On pourrait se croire dans un lotissement tant les deux pavillons, reliés par une allée d'une trentaine de mètres, se ressemblent. Même construction en rez-de-chaussée. Même haut toit d'ardoise percé de fenêtres en lucarnes, si répandu dans le Cantal. « La configuration intérieure est pensée pour la prise en charge de la dépendance, explique Josiane Barthomeuf, occupante d'un des deux pavillons. En bas, les trois chambres des pensionnaires âgés, la cuisine et la salle commune où se prennent les repas. En haut la partie réservée à la famille. » A 52 ans, cette auxiliaire de vie en a eu assez des remplacements dans les établissements d'hébergement pour personnes âgées dépendantes (EHPAD) des alentours et, comme plusieurs familles du département, elle a signé un contrat de location très particulier. Elle loue le F4 tout équipé qui lui est réservé à l'étage, et est salariée dans le même temps pour exercer le métier d'accueillante familiale.

Implantées à l'entrée du bourg de Neuvéglise, ces deux structures font partie d'un programme d'essaimage de petites unités de vie et d'accueil familial (UVAF), conduit par le conseil général du Cantal en partenariat avec l'association Les Cités cantaliennes de l'Automne, gestionnaire d'établissement pour personnes âgées (1). Déjà, quatre communes situées dans les zones les plus dépeuplées de ce département de moins de 150 000 habitants ont vu s'ouvrir de tels sites conçus sur un principe identique : deux pavillons proches l'un de l'autre, deux familles locataires collaborant entre elles pour s'occuper chacune de trois personnes âgées.

« Nous sommes sur un territoire très rural et vieillissant, avec un taux de précarité parmi les plus élevés de France. L'idée à l'origine des UVAF est de maintenir la population âgée dans les villages en maillant le territoire par de petites unités de vie situées entre domicile et établissement », explique Daniel Bouzat, chef de projet à la direction des solidarités du conseil général du Cantal (2). Comme de nombreux autres départements ruraux, le Cantal compte un solide réseau d'établissements pour personnes âgées, mais souffre, dans le même temps, d'un déficit de solutions pour le maintien à domicile. La piste suivie par les services du conseil général a donc été celle de micro-structures fonctionnant sur la base de la réglementation de l'accueil familial. Une solution qui revêtait de nombreux avantages. « C'était jouer à la fois la carte de la proximité pour les personnes et celle de l'investissement mesuré. De plus, en s'engouffrant dans la voie ouverte par la loi de modernisation sociale du 17 janvier 2002, qui autorise une personne morale à être employeur de familles d'accueil, il devenait possible de professionnaliser le dispositif d'accueil familial en visant la couverture progressive de l'ensemble du département », précise Daniel Bouzat.

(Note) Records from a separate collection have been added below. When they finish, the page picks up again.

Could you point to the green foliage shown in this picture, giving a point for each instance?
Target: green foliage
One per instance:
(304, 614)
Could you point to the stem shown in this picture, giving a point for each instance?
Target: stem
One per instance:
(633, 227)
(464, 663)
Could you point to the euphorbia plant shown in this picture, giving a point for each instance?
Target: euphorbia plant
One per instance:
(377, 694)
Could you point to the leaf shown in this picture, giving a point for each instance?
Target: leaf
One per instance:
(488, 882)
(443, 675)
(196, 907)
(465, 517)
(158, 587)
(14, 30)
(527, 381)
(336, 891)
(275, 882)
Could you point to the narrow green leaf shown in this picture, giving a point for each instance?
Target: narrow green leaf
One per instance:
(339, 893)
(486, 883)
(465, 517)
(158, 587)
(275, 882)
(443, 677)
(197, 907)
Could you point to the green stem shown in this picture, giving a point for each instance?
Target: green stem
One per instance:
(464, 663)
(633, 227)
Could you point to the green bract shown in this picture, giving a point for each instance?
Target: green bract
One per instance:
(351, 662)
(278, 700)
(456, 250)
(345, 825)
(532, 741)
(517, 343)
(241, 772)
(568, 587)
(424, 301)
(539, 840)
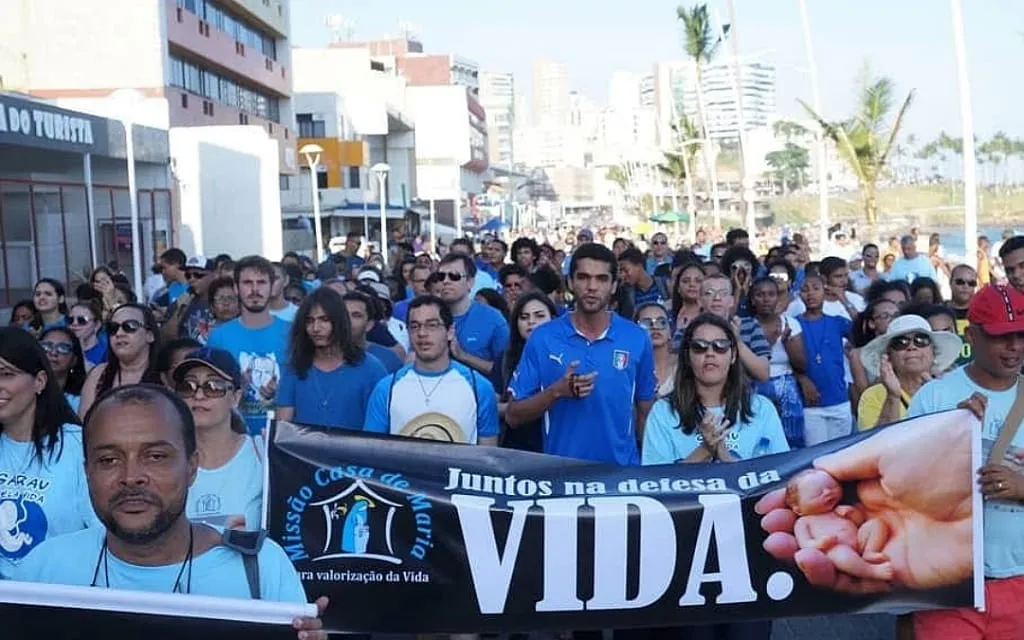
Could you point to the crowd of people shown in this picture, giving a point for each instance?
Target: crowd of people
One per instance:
(624, 353)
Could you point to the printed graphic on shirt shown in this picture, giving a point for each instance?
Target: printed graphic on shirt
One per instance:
(262, 373)
(23, 522)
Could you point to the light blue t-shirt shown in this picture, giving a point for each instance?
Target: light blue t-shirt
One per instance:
(909, 270)
(460, 393)
(40, 500)
(232, 489)
(336, 398)
(261, 354)
(665, 442)
(218, 571)
(482, 332)
(599, 427)
(1004, 520)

En 2003, deux premières maisons jumelles ouvraient ainsi à Velzic, un village de 400 habitants, suivies les années après par une implantation à Anglars-de-Salers (722 habitants), à Saint-Santin-des-Maurs (337 habitants) et, enfin, au bourg de Neuvéglise (1 130 habitants). Cette première phase « expérimentale » a permis de roder le dispositif et de délimiter les rôles de chacun. Ainsi, si le conseil général conserve l'agrément des accueillants familiaux et finance l'accessibilité au handicap des UVAF, le recrutement et le suivi des familles d'accueil sont assurés par Les Cités cantalienne, association qui devient de fait employeur des accueillants et gestionnaire du dispositif. Quant aux communes d'implantation, elles interviennent en qualité de maître d'ouvrage, participent au financement des logements des familles d'accueil, et effectuent l'entretien de la structure. Au final, le montage se traduit par des coûts de construction équivalent à ceux des HLM et par des loyers de l'ordre de 160 à 170 € par mois pour une chambre de 20 m2 avec toilettes et douche adaptées à la dépendance, à la charge des personnes âgées.

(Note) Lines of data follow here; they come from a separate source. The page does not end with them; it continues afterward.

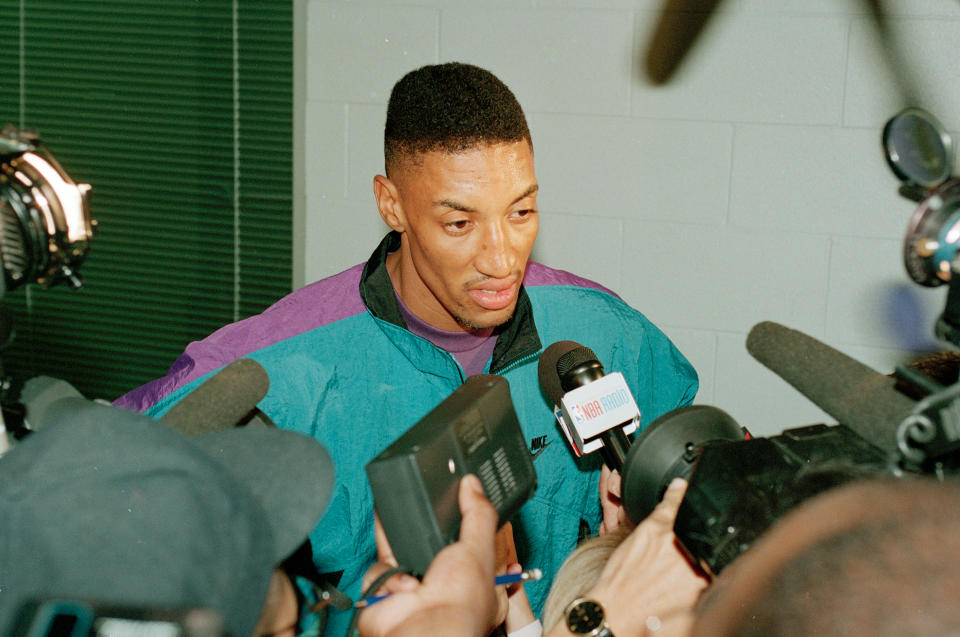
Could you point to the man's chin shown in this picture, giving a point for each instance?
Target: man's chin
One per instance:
(486, 320)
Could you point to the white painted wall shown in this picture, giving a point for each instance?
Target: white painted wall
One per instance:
(750, 188)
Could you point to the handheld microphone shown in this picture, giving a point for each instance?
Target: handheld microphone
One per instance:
(225, 400)
(857, 396)
(596, 411)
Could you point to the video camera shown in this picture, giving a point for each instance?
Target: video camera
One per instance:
(45, 233)
(739, 485)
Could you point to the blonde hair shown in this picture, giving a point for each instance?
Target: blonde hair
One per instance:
(579, 573)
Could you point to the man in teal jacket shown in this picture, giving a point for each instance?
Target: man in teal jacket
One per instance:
(356, 359)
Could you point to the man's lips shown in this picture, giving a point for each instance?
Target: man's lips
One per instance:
(494, 295)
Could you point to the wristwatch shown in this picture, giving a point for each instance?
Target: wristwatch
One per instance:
(586, 617)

Conçues en fonction des conditions sociales et économiques des territoires ruraux, les UVAF coïncident également avec les attentes d'un public particulier. « La plupart des personnes accueillies sont d'origine paysanne, donc très liées à leur territoire. Bien qu'elles ne puissent plus rester au domicile, elles ne se sentent pas prêtes pour autant à partir pour une institution. Dans l'esprit des gens qui font la demande d'entrer dans une unité de vie, il s'agit donc d'un réel choix de prise en charge », explique Marie-José Laverrière, attachée de direction aux Cités cantaliennes de l'Automne, chargée de l'administration du dispositif des UVAF. A l'inverse des établissements, où la population est essentiellement féminine, le public est composé d'une majorité d'hommes : « des veufs et des vieux garçons qui, pour être bien nourris et bien suivis, cherchent des familles d'accueil ».

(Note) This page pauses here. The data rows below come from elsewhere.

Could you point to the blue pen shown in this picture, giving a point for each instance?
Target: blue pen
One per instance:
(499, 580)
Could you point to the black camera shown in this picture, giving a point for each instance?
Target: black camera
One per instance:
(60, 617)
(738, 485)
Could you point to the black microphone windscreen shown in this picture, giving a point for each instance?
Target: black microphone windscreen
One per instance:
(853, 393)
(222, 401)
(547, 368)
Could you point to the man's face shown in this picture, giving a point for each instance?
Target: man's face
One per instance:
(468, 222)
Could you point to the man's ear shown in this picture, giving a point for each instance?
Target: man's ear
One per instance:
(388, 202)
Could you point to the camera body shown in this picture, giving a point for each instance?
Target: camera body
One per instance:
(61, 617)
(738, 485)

Dans l'environnement intimiste des bourgs ruraux, le caractère organisé et collectif de ces structures est aussitôt apparu comme un atout. « Cela leur confère une sorte d'anonymat qui enlève aux familles la culpabilité de se dessaisir de son parent en le plaçant dans une autre famille, comme on peut le repérer dans l'accueil familial de droit commun », observe Marie-José Laverrière. L'image quasi professionnelle des accueillantes participe à la création de ce sentiment. Recrutées pour la plupart avec une expérience dans le secteur des personnes âgées ou avec un diplôme d'auxiliaire de vie, elles bénéficient de formations continues, tant auprès du conseil général, dans le cadre des formations organisées pour l'accueil familial de droit commun, qu'au sein des EHPAD des Cités cantaliennes, où des modules plus spécifiques, comme l'accompagnement en fin de vie ou la sécurité, sont mis en place. Leur fonctionnement en binôme range aussi les accueillantes dans une catégorie à part. Lors du repos hebdomadaire ou en cas de sortie de l'une, la seconde prend son relais. Les pensionnaires ont, de plus, la possibilité de porter un pendentif avec lequel ils peuvent alerter, en cas de besoin, successivement les deux familles.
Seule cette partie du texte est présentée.